The aim was for non-members not to pay any agency fee at all. The theory was simple: when a union is operating in the public sector, everything it does is political — that is, every benefit it wins from a government employer adds to the public budget and adds to the taxpayer’s burden. And some workers object, citing their First Amendment right not to be identified with any political or legislative cause pursued by a union that represents them.
Of course, lower courts were bound by the Abood decision: these workers, according to that ruling, had no First Amendment right not to finance public-sector bargaining activity. At every step in lower courts, then, the teachers’ lawyers conceded that they should lose at those levels; they wanted lower courts to apply the Abood decision, as they were obliged to do, and to have the case thus move quickly on up to the Supreme Court.
The lower courts obliged, and the case reached the Court in January. The teachers quickly drew the support of nine states, former elected officials in California, and a number of conservative legal advocacy groups.
The challengers raised two questions. First, they asked the Court directly to overrule Abood, using the First Amendment to strike down the “agency fee” obligation. The logic and reasoning of the Court’s most recent decisions, the petition contended, “have shattered the intellectual foundation of its approval of such compulsion.”
The time has come, it added, at least to engage in a full, new review of the First Amendment implications of the agency fee arrangement.
The petition, though, has a fallback position, in case there turns out not to be a majority to cast aside the Abood precedent altogether. It argued that the Court, again applying the First Amendment, should at the very least rule that a non-member of a public-sector union may not be required to take the initiative every year to opt out of paying fees that go to political activity, as such, but rather should be permitted to opt out just once and then remain excused from paying any such fee unless each individual non-member explicitly agreed to pay it.

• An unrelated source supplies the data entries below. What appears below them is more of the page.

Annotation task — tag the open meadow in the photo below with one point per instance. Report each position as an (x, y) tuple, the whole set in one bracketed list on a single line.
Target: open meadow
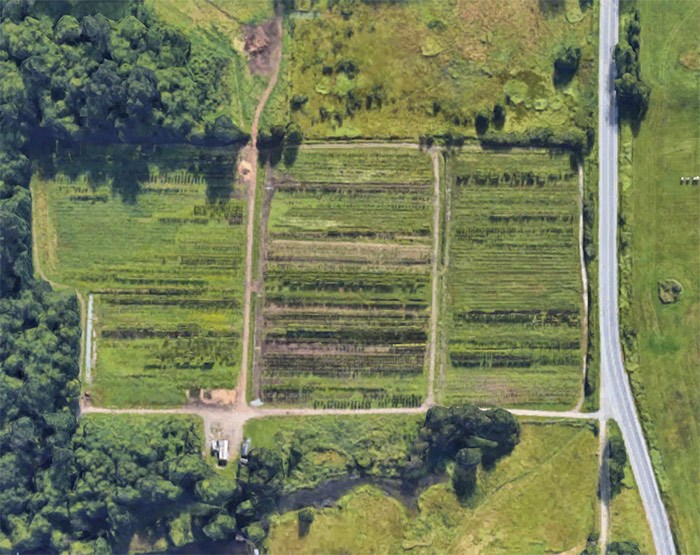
[(347, 279), (157, 237), (404, 69), (513, 301), (662, 217), (539, 499)]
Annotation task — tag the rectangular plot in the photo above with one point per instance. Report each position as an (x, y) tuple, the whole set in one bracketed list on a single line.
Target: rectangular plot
[(158, 237), (347, 280), (513, 285)]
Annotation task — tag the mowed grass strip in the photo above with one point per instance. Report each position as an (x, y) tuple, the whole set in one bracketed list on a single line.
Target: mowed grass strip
[(664, 217), (513, 280), (517, 508), (347, 279), (160, 244)]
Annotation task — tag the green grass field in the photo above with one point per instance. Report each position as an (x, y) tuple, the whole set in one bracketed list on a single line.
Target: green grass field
[(513, 301), (518, 507), (158, 238), (216, 29), (663, 217), (404, 69), (347, 279)]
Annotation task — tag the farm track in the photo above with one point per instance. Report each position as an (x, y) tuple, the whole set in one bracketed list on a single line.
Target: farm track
[(250, 155)]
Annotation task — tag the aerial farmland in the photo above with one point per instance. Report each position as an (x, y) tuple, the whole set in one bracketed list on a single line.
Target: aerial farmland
[(341, 276)]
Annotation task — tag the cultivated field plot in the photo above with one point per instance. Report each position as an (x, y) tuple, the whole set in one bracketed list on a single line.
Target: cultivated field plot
[(158, 239), (347, 279), (514, 283), (517, 507)]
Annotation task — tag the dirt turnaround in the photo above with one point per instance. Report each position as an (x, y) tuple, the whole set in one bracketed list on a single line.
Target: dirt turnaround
[(262, 44)]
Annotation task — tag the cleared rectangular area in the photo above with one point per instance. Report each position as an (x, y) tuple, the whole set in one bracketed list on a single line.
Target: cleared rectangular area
[(513, 300), (157, 235), (347, 279)]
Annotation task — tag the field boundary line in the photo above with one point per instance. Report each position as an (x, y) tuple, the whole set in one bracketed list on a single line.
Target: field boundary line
[(434, 310), (584, 289), (89, 347)]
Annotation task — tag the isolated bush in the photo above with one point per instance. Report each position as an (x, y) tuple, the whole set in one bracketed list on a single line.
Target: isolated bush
[(623, 548), (633, 92), (669, 291), (616, 459), (566, 64), (305, 519), (499, 115), (481, 122)]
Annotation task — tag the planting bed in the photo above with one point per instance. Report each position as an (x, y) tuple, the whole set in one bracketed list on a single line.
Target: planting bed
[(513, 287), (157, 237), (347, 279)]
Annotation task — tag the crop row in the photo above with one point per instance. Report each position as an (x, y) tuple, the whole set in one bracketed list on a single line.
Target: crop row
[(513, 279)]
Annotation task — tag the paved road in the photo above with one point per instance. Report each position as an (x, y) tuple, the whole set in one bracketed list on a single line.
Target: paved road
[(616, 396)]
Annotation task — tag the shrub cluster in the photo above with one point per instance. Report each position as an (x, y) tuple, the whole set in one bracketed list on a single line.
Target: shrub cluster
[(632, 92)]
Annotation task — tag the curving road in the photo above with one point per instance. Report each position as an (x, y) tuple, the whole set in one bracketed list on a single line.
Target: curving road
[(616, 395)]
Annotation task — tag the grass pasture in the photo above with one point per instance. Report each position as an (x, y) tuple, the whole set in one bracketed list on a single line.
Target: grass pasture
[(158, 238), (539, 499), (627, 518), (513, 300), (347, 279), (404, 69), (216, 29), (662, 217)]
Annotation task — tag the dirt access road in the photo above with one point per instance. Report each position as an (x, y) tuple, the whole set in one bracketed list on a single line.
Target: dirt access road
[(250, 159)]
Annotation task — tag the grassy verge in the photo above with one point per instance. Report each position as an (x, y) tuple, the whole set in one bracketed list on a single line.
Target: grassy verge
[(590, 242), (517, 508), (628, 520), (661, 240)]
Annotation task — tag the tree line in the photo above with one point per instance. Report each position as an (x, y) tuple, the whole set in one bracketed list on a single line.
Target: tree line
[(71, 79)]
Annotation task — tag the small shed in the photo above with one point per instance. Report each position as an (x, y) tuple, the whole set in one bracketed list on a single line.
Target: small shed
[(219, 447)]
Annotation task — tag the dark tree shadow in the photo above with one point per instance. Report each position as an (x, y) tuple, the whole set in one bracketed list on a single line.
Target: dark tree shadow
[(126, 166), (128, 170)]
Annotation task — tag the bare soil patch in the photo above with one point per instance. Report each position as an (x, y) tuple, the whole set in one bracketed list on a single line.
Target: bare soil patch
[(261, 42)]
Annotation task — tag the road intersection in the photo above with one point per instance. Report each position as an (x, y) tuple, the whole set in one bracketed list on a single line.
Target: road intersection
[(615, 393)]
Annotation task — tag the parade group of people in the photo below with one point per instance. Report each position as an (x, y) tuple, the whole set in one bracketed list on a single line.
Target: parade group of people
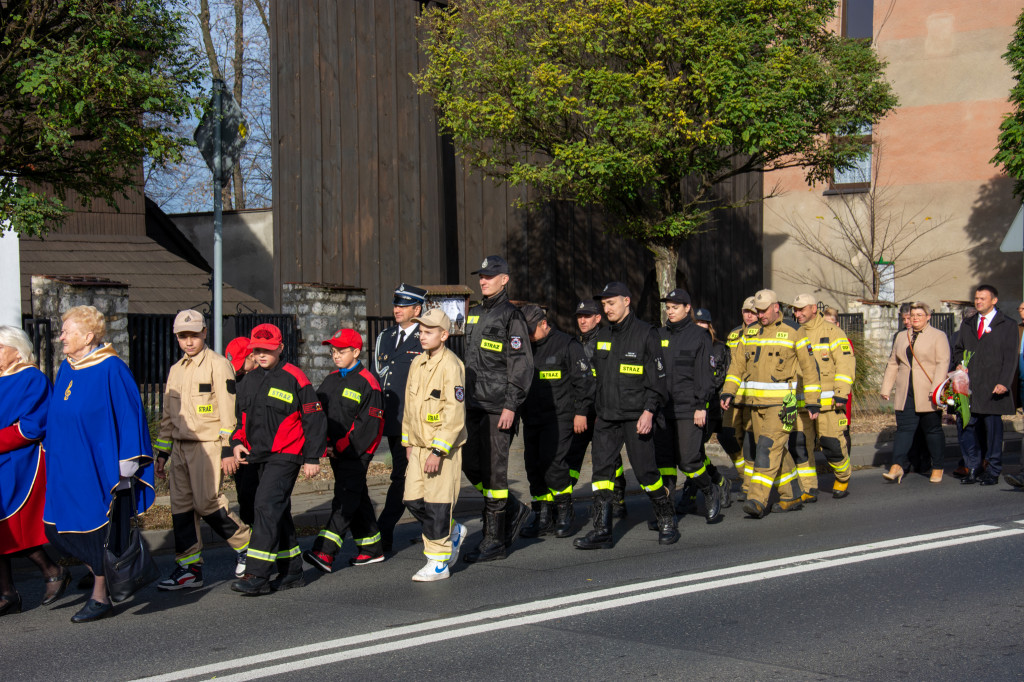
[(78, 463)]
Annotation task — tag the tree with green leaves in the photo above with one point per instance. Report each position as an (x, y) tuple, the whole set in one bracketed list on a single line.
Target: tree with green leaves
[(88, 88), (1010, 151), (643, 108)]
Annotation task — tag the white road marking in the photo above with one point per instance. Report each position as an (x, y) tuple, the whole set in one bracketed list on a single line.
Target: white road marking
[(578, 604)]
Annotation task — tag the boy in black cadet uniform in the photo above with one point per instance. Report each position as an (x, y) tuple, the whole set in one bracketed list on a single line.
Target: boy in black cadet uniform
[(499, 371), (395, 349), (630, 390), (686, 350), (281, 429), (559, 399), (354, 407), (588, 314)]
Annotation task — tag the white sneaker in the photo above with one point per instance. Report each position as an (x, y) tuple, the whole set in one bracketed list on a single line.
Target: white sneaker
[(458, 536), (434, 570)]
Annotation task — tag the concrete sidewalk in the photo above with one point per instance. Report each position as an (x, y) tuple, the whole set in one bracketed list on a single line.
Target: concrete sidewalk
[(311, 500)]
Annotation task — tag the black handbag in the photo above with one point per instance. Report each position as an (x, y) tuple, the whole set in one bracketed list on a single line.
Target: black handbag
[(132, 568)]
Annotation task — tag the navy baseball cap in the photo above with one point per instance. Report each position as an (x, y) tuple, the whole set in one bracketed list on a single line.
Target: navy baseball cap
[(407, 295), (680, 296), (493, 265), (586, 307), (613, 289)]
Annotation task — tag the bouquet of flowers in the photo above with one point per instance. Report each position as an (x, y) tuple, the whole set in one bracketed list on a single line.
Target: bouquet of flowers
[(955, 391)]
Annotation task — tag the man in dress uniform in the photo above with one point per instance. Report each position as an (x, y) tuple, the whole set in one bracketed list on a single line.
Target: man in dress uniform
[(499, 371), (395, 349)]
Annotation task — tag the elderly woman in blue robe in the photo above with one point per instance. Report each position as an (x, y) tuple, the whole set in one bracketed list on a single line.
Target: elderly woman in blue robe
[(25, 396), (98, 442)]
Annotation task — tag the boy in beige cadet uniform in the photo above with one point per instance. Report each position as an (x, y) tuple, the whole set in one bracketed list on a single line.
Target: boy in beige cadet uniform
[(433, 428), (195, 434)]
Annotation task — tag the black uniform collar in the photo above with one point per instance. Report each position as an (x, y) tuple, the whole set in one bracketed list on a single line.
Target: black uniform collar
[(500, 297)]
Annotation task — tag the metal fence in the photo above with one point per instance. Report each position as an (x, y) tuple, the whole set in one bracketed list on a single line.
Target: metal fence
[(41, 333)]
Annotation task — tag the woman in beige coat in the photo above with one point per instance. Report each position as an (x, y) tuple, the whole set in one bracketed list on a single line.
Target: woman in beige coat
[(916, 366)]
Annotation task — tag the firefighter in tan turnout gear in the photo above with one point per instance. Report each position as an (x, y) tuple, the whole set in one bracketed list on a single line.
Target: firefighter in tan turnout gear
[(837, 368), (771, 357)]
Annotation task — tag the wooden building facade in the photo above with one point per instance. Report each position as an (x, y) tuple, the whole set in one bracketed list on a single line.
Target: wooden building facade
[(368, 194)]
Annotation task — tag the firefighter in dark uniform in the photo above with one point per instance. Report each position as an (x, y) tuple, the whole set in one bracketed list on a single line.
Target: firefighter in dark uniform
[(631, 389), (395, 349), (281, 429), (686, 350), (559, 399), (499, 371), (588, 314)]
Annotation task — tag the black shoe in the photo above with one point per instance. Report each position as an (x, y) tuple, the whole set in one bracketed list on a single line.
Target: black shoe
[(93, 610), (287, 582), (56, 586), (755, 509), (10, 603), (251, 586), (1016, 481), (971, 477)]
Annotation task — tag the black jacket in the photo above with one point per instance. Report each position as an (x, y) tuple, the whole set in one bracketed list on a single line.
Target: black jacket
[(354, 408), (499, 361), (994, 361), (563, 384), (391, 366), (630, 370), (278, 411), (686, 349)]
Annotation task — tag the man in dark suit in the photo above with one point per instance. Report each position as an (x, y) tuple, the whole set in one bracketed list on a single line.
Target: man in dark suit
[(394, 351), (991, 338)]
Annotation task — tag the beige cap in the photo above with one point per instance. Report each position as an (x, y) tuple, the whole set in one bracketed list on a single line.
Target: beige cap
[(434, 317), (188, 321), (803, 300), (764, 299)]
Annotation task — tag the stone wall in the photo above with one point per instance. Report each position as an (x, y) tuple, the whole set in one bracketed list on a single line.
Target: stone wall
[(51, 296), (320, 310)]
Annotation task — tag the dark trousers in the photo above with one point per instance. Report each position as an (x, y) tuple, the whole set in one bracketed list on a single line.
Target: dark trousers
[(485, 457), (546, 445), (678, 443), (907, 423), (981, 438), (393, 505), (273, 536), (351, 508), (609, 436)]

The system of separating costs that can be assessed from non-members and those that can’t, the petition said, has grown too complex to assure the objecting workers that they will not be subsidizing activity that they do not endorse.
The petition is filled with strong anti-union rhetoric; for example, it opens with the comment that “[t]his is a challenge to the largest regime of state-compelled speech for public employees in the nation.”
California chose not to respond to the petition for review, but the Justices nonetheless ordered it to do so. On the final day of the just-ended Term, the Court agreed to hear the case. It will be heard early next year, and decided by the following summer. A ruling, coincidentally, is likely to come out in the midst of the 2016 presidential and congressional election campaigns.